President Donald Trump’s new defense secretary signaled to the military in a late Friday message that he may be there to carry out one of the president’s early campaign promises, an overseas drawdown of forces in Iraq and Afghanistan.
“This is the critical phase in which we transition our efforts from a leadership to supporting role,” acting Defense Secretary Chris Miller said in a memo obtained by McClatchy. “We are not a people of perpetual war — it is the antithesis of everything for which we stand and for which our ancestors fought. All wars must end.”
As per Stars and Stripes, Trump in a tweet Monday had announced Miller as the replacement for fired Defense Secretary Mark Esper.

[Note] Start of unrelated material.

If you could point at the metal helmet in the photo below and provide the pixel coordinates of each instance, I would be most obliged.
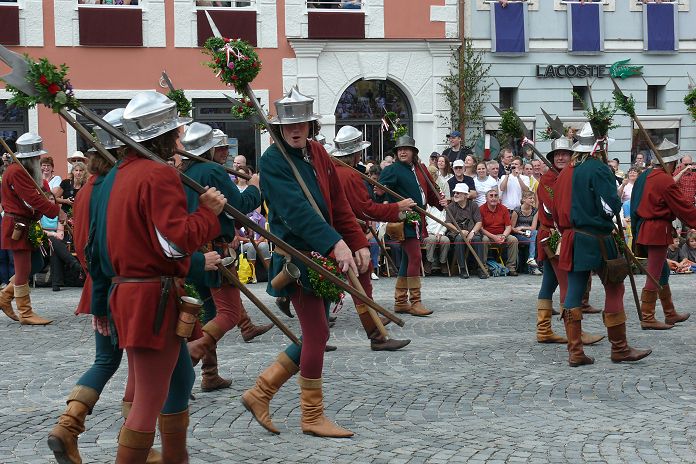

In the memo to the Defense Department workforce, Miller described at length the respect he has for the institution and the sacrifices made by thousands of men and women who have deployed to the Middle East since the Sept. 11, 2001, attacks. He said, “ending wars requires compromise and partnership. We met the challenge; we gave it our all. Now, it’s time to come home.”
It was the first indication of what direction the Pentagon may take in Trump’s final weeks in office, the uncertainty of which has raised concerns among career defense officials and the incoming Biden administration about what the changes mean — whether he is rewarding loyalists or trying to force through policies the department has resisted over the last four years.
Trump’s projected replacement, President-elect Joe Biden, has signaled he would be willing to withdraw US forces but only at the right time.
“Americans are rightly weary of our longest war — I am, too,” Biden said during a foreign relations panel earlier this year. “But we must end the war responsibly, in a manner that ensures we both guard against threats to our homeland and never have to go back.”
The firing and quick replacement of Esper had worried longtime defense civilian staffers, who wondered if there are major policy changes — such as a rapid withdrawal from Afghanistan or new counterterrorism action in the Middle East or the Sahel, or even a potential use of military forces on U.S. soil to contest the election results — on the horizon before the president departs.